In a segregated society like we have today (documented by several recent studies) one consequence has been the existence (and rapid growth) of gated communities, as documented by many studies (such as one by Seth Low). In such communities people have escaped what they perceive as a dangerous world and surround themselves with walls. But it has created a false sense of security and they often have to be aware of outsiders who enter on a daily basis - gardeners, domestic help, deliverymen and even the private guards who are supposed to make them feel safe. What they have created is what two researchers have called Fortress America. And they are often patrolled by security guards who too often are “cop wannabees” like the man who killed Trayvon.

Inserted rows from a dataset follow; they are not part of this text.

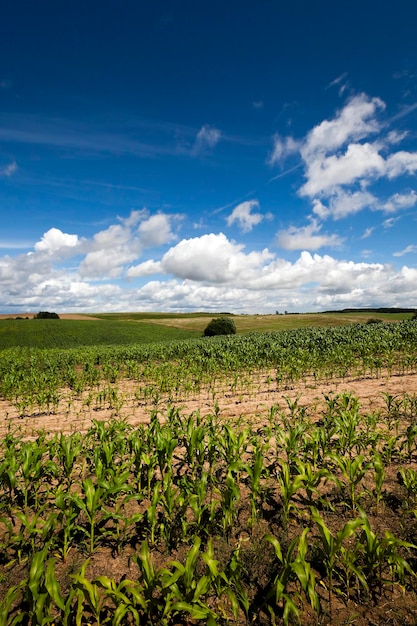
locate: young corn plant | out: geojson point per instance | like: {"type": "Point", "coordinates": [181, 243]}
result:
{"type": "Point", "coordinates": [294, 578]}
{"type": "Point", "coordinates": [382, 559]}
{"type": "Point", "coordinates": [289, 485]}
{"type": "Point", "coordinates": [332, 548]}
{"type": "Point", "coordinates": [37, 600]}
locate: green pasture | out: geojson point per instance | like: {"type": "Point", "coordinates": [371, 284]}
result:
{"type": "Point", "coordinates": [252, 323]}
{"type": "Point", "coordinates": [136, 328]}
{"type": "Point", "coordinates": [76, 333]}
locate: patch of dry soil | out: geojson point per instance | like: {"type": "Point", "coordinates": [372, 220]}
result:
{"type": "Point", "coordinates": [251, 407]}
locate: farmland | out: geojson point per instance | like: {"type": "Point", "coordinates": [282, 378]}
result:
{"type": "Point", "coordinates": [269, 477]}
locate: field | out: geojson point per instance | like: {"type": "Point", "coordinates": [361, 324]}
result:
{"type": "Point", "coordinates": [265, 478]}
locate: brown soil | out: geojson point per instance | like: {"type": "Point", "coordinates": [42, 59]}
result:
{"type": "Point", "coordinates": [248, 407]}
{"type": "Point", "coordinates": [74, 414]}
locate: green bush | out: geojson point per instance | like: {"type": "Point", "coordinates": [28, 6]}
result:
{"type": "Point", "coordinates": [220, 326]}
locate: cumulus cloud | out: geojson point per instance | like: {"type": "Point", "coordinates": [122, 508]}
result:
{"type": "Point", "coordinates": [207, 138]}
{"type": "Point", "coordinates": [282, 148]}
{"type": "Point", "coordinates": [344, 156]}
{"type": "Point", "coordinates": [355, 121]}
{"type": "Point", "coordinates": [122, 244]}
{"type": "Point", "coordinates": [211, 258]}
{"type": "Point", "coordinates": [306, 238]}
{"type": "Point", "coordinates": [312, 282]}
{"type": "Point", "coordinates": [400, 201]}
{"type": "Point", "coordinates": [147, 268]}
{"type": "Point", "coordinates": [208, 272]}
{"type": "Point", "coordinates": [407, 250]}
{"type": "Point", "coordinates": [326, 173]}
{"type": "Point", "coordinates": [243, 216]}
{"type": "Point", "coordinates": [344, 203]}
{"type": "Point", "coordinates": [9, 169]}
{"type": "Point", "coordinates": [54, 240]}
{"type": "Point", "coordinates": [156, 230]}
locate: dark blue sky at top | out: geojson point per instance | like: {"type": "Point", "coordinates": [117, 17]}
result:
{"type": "Point", "coordinates": [101, 104]}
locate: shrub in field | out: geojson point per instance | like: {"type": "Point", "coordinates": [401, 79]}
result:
{"type": "Point", "coordinates": [43, 315]}
{"type": "Point", "coordinates": [220, 326]}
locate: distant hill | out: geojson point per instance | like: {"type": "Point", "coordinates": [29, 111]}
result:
{"type": "Point", "coordinates": [375, 310]}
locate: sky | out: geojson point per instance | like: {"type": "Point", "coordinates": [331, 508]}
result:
{"type": "Point", "coordinates": [183, 155]}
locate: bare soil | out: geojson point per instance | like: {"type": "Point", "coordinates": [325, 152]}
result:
{"type": "Point", "coordinates": [76, 414]}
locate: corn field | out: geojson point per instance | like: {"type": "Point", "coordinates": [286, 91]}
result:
{"type": "Point", "coordinates": [306, 514]}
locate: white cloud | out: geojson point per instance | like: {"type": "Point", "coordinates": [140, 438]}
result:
{"type": "Point", "coordinates": [401, 162]}
{"type": "Point", "coordinates": [212, 258]}
{"type": "Point", "coordinates": [400, 201]}
{"type": "Point", "coordinates": [355, 121]}
{"type": "Point", "coordinates": [243, 216]}
{"type": "Point", "coordinates": [326, 173]}
{"type": "Point", "coordinates": [282, 147]}
{"type": "Point", "coordinates": [156, 230]}
{"type": "Point", "coordinates": [147, 268]}
{"type": "Point", "coordinates": [344, 203]}
{"type": "Point", "coordinates": [407, 250]}
{"type": "Point", "coordinates": [207, 138]}
{"type": "Point", "coordinates": [209, 272]}
{"type": "Point", "coordinates": [54, 241]}
{"type": "Point", "coordinates": [368, 232]}
{"type": "Point", "coordinates": [389, 223]}
{"type": "Point", "coordinates": [306, 238]}
{"type": "Point", "coordinates": [9, 170]}
{"type": "Point", "coordinates": [122, 244]}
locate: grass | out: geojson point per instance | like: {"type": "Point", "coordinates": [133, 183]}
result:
{"type": "Point", "coordinates": [77, 333]}
{"type": "Point", "coordinates": [137, 328]}
{"type": "Point", "coordinates": [262, 323]}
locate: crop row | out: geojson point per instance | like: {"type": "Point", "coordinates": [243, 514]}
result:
{"type": "Point", "coordinates": [33, 379]}
{"type": "Point", "coordinates": [213, 522]}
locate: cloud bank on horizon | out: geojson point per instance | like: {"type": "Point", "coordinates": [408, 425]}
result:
{"type": "Point", "coordinates": [120, 213]}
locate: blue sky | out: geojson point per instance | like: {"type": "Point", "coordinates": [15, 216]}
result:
{"type": "Point", "coordinates": [222, 156]}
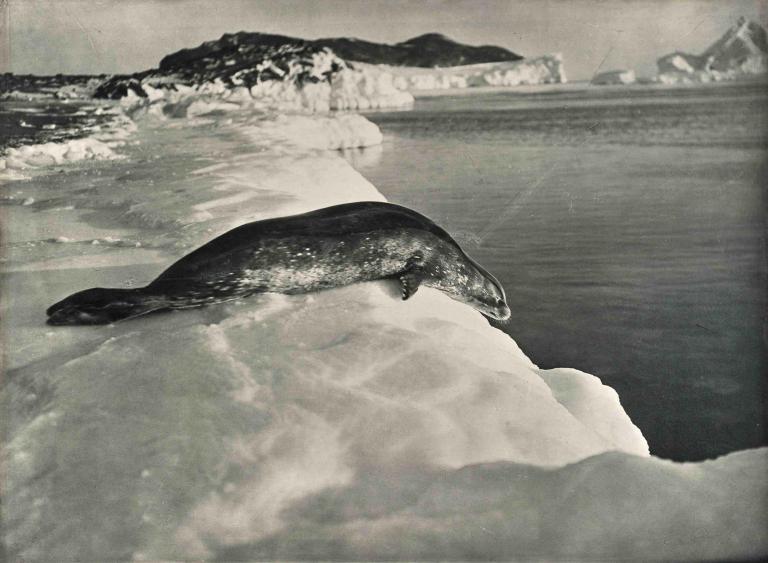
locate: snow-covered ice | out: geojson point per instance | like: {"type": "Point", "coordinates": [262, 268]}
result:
{"type": "Point", "coordinates": [345, 424]}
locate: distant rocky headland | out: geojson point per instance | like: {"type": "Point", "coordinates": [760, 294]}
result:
{"type": "Point", "coordinates": [333, 73]}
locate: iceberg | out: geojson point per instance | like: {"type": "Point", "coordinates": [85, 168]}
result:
{"type": "Point", "coordinates": [612, 77]}
{"type": "Point", "coordinates": [742, 52]}
{"type": "Point", "coordinates": [345, 425]}
{"type": "Point", "coordinates": [546, 69]}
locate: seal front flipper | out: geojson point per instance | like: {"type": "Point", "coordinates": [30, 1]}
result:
{"type": "Point", "coordinates": [410, 278]}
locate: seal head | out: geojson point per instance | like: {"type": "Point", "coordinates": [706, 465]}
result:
{"type": "Point", "coordinates": [97, 306]}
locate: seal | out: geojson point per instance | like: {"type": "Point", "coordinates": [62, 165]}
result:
{"type": "Point", "coordinates": [322, 249]}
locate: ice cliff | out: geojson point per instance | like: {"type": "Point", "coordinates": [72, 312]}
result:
{"type": "Point", "coordinates": [740, 53]}
{"type": "Point", "coordinates": [345, 424]}
{"type": "Point", "coordinates": [540, 70]}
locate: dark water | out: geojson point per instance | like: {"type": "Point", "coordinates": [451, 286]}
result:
{"type": "Point", "coordinates": [33, 122]}
{"type": "Point", "coordinates": [628, 229]}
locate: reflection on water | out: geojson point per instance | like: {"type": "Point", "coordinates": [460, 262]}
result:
{"type": "Point", "coordinates": [627, 227]}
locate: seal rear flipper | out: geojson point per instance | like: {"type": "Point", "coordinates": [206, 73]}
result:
{"type": "Point", "coordinates": [410, 278]}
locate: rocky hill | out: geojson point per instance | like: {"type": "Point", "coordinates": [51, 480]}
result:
{"type": "Point", "coordinates": [427, 51]}
{"type": "Point", "coordinates": [247, 59]}
{"type": "Point", "coordinates": [742, 52]}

The key point in this case, and others like this, is the fact that someone in authority believes that “these people” are in the “wrong place.” A close friend and colleague (Professor William B. Brown) was once riding along with two members of the Detroit Police Department (both white men). They stopped a black man driving in front of them in a heavy rainstorm. They asked him to get out of the car, made him given them his ID and told him not to move. As he stood in the rain the officers checked their computer for outstanding warrants. Brown noted that:
The suspect had no warrants. His driver’s license was current, and the vehicle registration reflected the driver was the registered owner. Both officers remained in the car for more than 30 minutes after the information about the driver and the vehicle arrived. They were engaged in a discussion about their favorite basketball team. Finally, one officer got out of the car, walked toward the Caprice [the driver’s car], and “flipped” the driver’s license, registration, and insurance card toward the driver, and said, “Have a nice evening.” All three documents landed in the pool of water the driver had been standing in. Completely soaked, the driver of the Caprice looked pathetic in the glare of the patrol car’s headlights as he reached into the water to retrieve his documents. Later in the shift, I asked the officers why they had stopped the Caprice. One officer stated, in a quite matter-of-fact manner, “He knew he wasn’t supposed to be here this time of night.” The answer was spontaneous and offered in such a way that no further explanation occurred to either officer. The driver was a black male, it was late at night, and he was in an all-white suburb of Detroit.”
This is the reality that few whites in this country are aware of and when blacks complain about this, they are often accused of exaggerating or playing the proverbial “race card,” which, as Tim Wise argues, is a very bad card to play and it is played very reluctantly.